The biggest waste created while bartending after single-use plastics is food waste. Many of these scraps and organic waste can be easily separated to be composted. Regardless of your in-bar cocktail garden projects, composting is always a great way to give back to nature without creating any waste. The leftovers from all the fruits, veggies and selected papers used in your drinks can always come in handy for another garden or your own!
Many cities have composting programs which allow their residents to take their weekly compost to specific sites or even schedule a pick-up for businesses, in which case you can choose to store them in a separate room in your bar or freeze them until the time has come to take out the trash. In the case that your city does not do this yet, try checking in with your produce suppliers to see if a helpful trade can be arranged for your compost to be used by them.
If you do have your own garden to use the compost on, check out these handy composting do’s and don’t’s for further guidance.
Giving a second life
If composting sounds a bit too overwhelming or simply too much of a dirty job (it can be), then consider using your food scraps on something else. Many fruits can go through an ‘oiling’ process, which basically means leaving their skins in with lots of sugar and within a day, the oil from the skin combined with the glucose will be creating a fruit syrup that can be used in measure in your drinks. This blood orange oleo saccharum recipe can give you an idea of how this can work with any other oily-skin scrap.
Another way of going about reusing scraps is fermenting them with some water, yeast and sugar – nothing more – to get your own fruit soda water.

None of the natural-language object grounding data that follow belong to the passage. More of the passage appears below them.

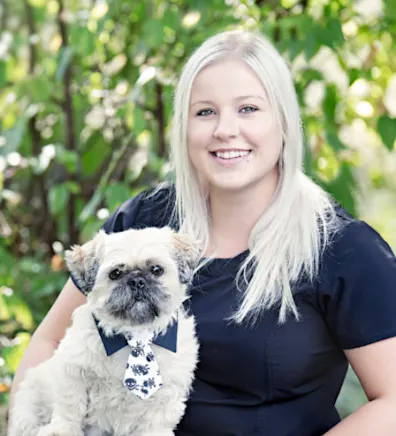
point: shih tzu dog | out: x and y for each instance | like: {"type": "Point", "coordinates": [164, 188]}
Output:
{"type": "Point", "coordinates": [135, 282]}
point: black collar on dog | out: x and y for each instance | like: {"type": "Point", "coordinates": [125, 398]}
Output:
{"type": "Point", "coordinates": [114, 343]}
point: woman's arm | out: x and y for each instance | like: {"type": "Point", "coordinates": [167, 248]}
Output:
{"type": "Point", "coordinates": [374, 365]}
{"type": "Point", "coordinates": [49, 333]}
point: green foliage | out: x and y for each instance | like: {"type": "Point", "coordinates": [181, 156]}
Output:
{"type": "Point", "coordinates": [85, 108]}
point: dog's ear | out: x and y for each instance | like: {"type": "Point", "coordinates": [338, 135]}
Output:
{"type": "Point", "coordinates": [83, 262]}
{"type": "Point", "coordinates": [188, 253]}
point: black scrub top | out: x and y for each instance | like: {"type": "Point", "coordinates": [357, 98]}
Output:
{"type": "Point", "coordinates": [271, 379]}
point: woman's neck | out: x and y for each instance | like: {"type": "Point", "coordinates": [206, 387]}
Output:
{"type": "Point", "coordinates": [233, 215]}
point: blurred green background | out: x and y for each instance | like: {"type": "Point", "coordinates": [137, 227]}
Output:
{"type": "Point", "coordinates": [85, 105]}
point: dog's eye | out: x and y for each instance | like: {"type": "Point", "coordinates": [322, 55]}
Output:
{"type": "Point", "coordinates": [115, 274]}
{"type": "Point", "coordinates": [157, 270]}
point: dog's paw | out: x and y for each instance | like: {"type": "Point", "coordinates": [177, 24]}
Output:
{"type": "Point", "coordinates": [59, 430]}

One last route you can go with your scraps and fruits in general is dehydrating them. Perishables, especially produce which are best fresh or not at all, can easily go bad while they wait to be used. If you have been having a bad case of rotten produce, dehydrating them can be a great alternative for you. There is no need for a dehydrator as even an oven on low heat can do the job, and these dehydrated fruits can be used as all sorts of garnishes for your drinks, giving them a slight unconventional appeal.
The less plastic, the better
If our sustainable travel journey has taught us anything, it is that single-use plastic has got to go. These days it might go without saying, but to become a little more sustainable, cutting disposable plastic is of the essence. At a bar, plastic straws and stirrers are one of the most used elements to dress and style a drink, however the amount of single-use plastic wasted on them can be quite a headache to the environment, and one you would like to avoid getting into your trashcan as well.

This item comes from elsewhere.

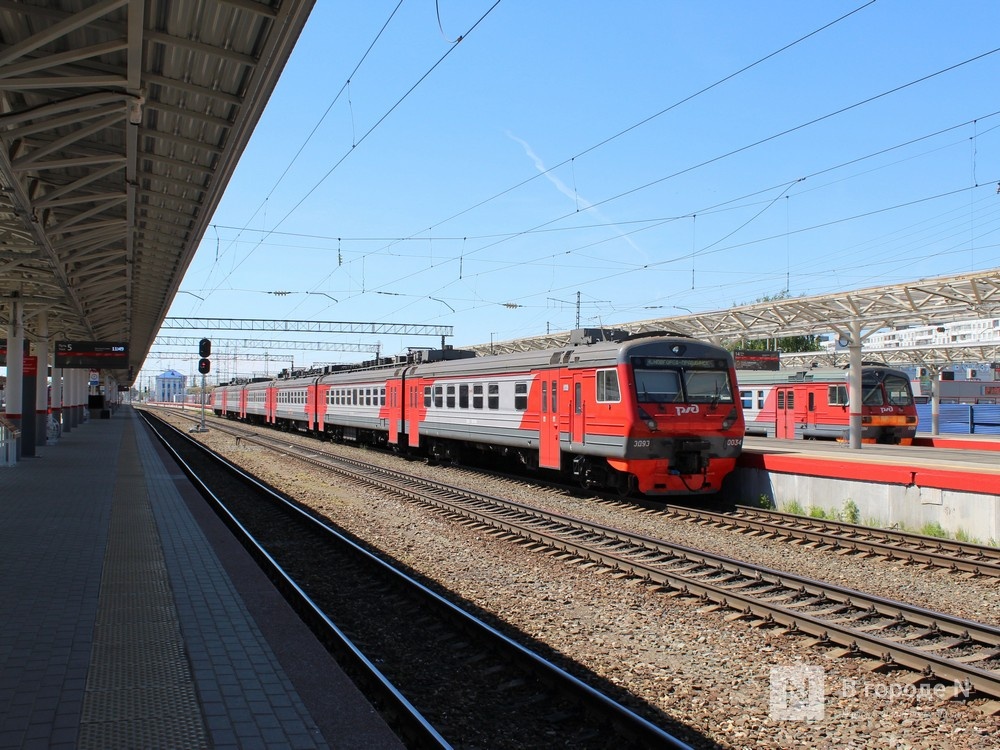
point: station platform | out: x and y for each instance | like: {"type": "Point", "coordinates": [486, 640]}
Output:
{"type": "Point", "coordinates": [132, 618]}
{"type": "Point", "coordinates": [944, 489]}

A recently popularized alternative to straws is biodegradable ones, be it paper or biodegradable plastic, either could be chosen depending on your bar’s focus and needs: one of them can be composted and the other can be sent to the landfill knowing it will not live underground for long. Although stirrers can be a bit trickier to outsource, a quick online search will sprout many new options that are now available for metal/aluminum/bamboo stirrers that will serve both the looks and the purpose.
All limes aside
Our last stop will consider limes and lemons. And yes, they may seem harmless and compostable (they are), but because of how frequently they are used in drinks given their bitterness, they call for a replacement. Having to upcycle and deal with citric scraps so often, perhaps too often, plus the carbon footprint and costs of transportation and harvesting, might mean they can be changed up with something else.
Citric acid and fermented drinks (like the ones made from food scraps) can be a great replacement for citrics themselves, as they perfectly mimic ‘bitters’ in a cocktail recipe. Citric acid might be the best take though, as a little can go a long way and can last lots of time in your bar’s pantry.
From sustainable travel to transformative travel and beyond, we care about sustainability on all spectrums of life and hope these tips can help enliven and turn your bar just a bit more sustainable each day. Going overboard on sustainability can be overwhelming, which is why we recommend doing baby steps for any of the above tips that might work best for you and your business. Any small adjustment can make a huge difference for the planet!